Published 10 February 2003

The Blue Mask
Joel Lane Serpent's Tail, 215pp, £10

Anyone who read Joel Lane's debut, From Blue to Black, will not be surprised that its follow-up, The Blue Mask, treads a thin line between disillusionment and hope, tenderness and destruction, violence and sex, and that it is underscored by the changing face of music, politics and love.

Changing faces, from the most literal meaning of the phrase to something far more subtle, is what this novel is all about. The Blue Mask takes an intensely personal slant on the big themes of love, identity and retribution, and turns them into something that is both moving and original. Neil and his boyfriend, Matt, are students at Birmingham University, sharing the usual habits of sex, drink, music and politics. Their relationship is based on trust, but when Matt breaks that bond at a party to celebrate Labour's 1997 election victory, the two fight and Neil follows a stranger on to a canal towpath to get even. There, the stranger attacks him, leaving his face mutilated beyond recognition, a patchwork of bruising and stitches that forms the mask of the title.
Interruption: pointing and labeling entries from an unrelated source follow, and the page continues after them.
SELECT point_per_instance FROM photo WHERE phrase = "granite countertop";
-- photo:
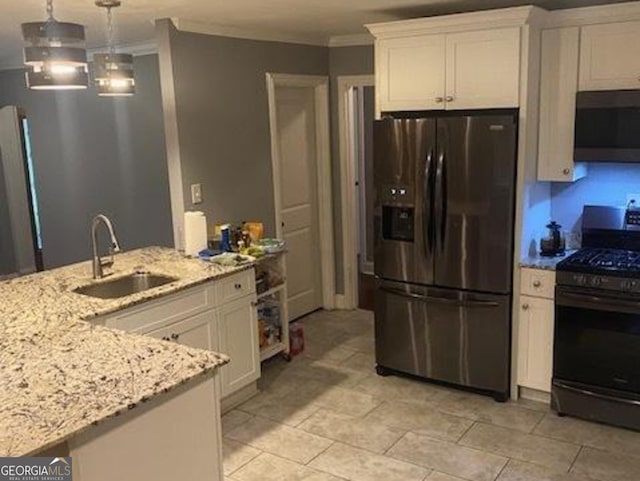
(60, 374)
(547, 263)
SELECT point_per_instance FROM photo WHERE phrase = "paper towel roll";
(195, 233)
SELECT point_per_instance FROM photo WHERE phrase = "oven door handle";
(442, 300)
(590, 301)
(567, 387)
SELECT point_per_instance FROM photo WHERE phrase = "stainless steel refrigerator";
(444, 216)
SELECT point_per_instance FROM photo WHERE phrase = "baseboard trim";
(535, 395)
(341, 301)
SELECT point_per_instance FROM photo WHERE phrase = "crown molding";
(357, 39)
(193, 26)
(486, 19)
(617, 12)
(135, 49)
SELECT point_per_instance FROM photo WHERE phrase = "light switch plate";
(196, 193)
(635, 197)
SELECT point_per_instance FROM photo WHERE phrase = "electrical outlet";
(633, 197)
(196, 193)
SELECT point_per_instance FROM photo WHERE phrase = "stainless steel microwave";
(608, 126)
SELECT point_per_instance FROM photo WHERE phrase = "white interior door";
(299, 213)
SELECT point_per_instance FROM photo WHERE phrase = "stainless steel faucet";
(98, 263)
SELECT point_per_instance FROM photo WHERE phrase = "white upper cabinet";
(558, 88)
(609, 58)
(483, 69)
(469, 70)
(410, 73)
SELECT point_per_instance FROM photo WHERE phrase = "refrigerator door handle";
(443, 300)
(428, 200)
(439, 200)
(445, 201)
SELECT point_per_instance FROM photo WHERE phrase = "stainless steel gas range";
(596, 369)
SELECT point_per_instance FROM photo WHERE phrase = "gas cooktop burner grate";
(605, 259)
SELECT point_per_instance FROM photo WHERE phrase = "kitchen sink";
(125, 286)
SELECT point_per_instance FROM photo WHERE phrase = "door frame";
(320, 85)
(349, 215)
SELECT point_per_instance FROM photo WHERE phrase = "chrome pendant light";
(113, 71)
(54, 54)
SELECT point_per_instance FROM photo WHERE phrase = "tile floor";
(326, 416)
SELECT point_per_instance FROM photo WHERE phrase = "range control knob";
(628, 285)
(580, 279)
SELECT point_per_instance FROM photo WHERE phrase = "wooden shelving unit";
(276, 294)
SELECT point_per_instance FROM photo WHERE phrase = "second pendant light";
(113, 71)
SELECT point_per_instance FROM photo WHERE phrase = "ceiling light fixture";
(113, 71)
(54, 54)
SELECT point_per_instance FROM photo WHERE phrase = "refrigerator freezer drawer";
(446, 335)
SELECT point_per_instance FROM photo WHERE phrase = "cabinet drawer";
(538, 283)
(235, 287)
(155, 314)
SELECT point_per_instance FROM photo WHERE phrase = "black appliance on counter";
(444, 209)
(596, 355)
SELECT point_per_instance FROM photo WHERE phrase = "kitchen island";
(62, 375)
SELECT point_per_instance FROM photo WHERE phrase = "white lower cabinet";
(225, 322)
(198, 331)
(535, 343)
(238, 336)
(176, 436)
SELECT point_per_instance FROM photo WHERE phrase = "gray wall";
(7, 259)
(223, 119)
(94, 155)
(343, 61)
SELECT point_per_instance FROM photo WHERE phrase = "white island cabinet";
(219, 315)
(173, 437)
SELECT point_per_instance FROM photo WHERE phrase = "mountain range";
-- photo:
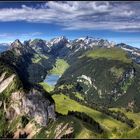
(99, 78)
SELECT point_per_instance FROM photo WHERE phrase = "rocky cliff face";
(17, 101)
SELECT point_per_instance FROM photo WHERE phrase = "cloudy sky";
(115, 21)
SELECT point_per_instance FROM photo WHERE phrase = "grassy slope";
(110, 54)
(134, 133)
(81, 130)
(60, 66)
(47, 87)
(64, 103)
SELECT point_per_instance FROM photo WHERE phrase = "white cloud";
(8, 36)
(73, 15)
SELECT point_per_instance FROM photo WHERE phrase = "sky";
(116, 21)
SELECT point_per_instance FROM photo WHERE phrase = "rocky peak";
(16, 43)
(59, 40)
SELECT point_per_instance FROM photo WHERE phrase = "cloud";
(76, 15)
(12, 36)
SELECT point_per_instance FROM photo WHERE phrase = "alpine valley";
(82, 88)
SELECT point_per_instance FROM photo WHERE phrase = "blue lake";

Neil undergoes extensive surgery, but no longer recognises the face that looks back at him from the mirror. His attempt to track down his attacker is a descent into darkness, a search for his own hidden, destructive self that leads him to question values he had always taken for granted. Rather than try to rebuild his old life, he forms a new and very different persona, which extinguishes all elements of a familiar past. Fascism, homophobia, sexism, suicide and death all take their part in this short narrative, and Lane's vision is, at times, almost unbearably bleak - Springsteen's Nebraska is, appropriately, his chosen soundtrack.
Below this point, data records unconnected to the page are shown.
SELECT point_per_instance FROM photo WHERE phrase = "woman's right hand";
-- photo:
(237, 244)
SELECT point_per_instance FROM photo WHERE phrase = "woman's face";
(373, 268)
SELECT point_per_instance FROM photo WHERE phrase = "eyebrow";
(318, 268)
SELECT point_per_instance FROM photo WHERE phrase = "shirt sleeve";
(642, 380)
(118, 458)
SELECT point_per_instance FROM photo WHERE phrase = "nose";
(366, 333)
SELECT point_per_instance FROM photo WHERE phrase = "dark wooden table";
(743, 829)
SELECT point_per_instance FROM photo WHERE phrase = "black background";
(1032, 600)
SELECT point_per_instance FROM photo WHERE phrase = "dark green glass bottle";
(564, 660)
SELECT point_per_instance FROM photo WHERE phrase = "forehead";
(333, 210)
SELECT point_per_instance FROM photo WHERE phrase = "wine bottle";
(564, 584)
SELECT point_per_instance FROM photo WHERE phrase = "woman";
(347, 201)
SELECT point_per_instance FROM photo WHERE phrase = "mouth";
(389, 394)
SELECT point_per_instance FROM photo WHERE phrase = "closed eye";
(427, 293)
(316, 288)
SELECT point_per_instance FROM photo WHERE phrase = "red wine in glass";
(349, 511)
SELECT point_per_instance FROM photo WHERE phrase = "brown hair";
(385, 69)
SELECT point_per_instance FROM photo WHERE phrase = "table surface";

The theme of image versus identity could have dissolved into cliche, were it not for the controlled prose, which honours the complexities of Neil's struggle to differentiate between what he is and what has been done to him. Lane's recreation of the euphoria of that first Labour victory, as well as the disappointment that followed, has peculiar relevance in the present uneasy climate. Neil's tentative hopes - that a love with new rules will work out, that a post-Blair Labour Party might rediscover its conscience, and that Springsteen will record once more with the E Street Band - are far from unrealistic, however, especially as Bruce and the boys, after all, are now back together again.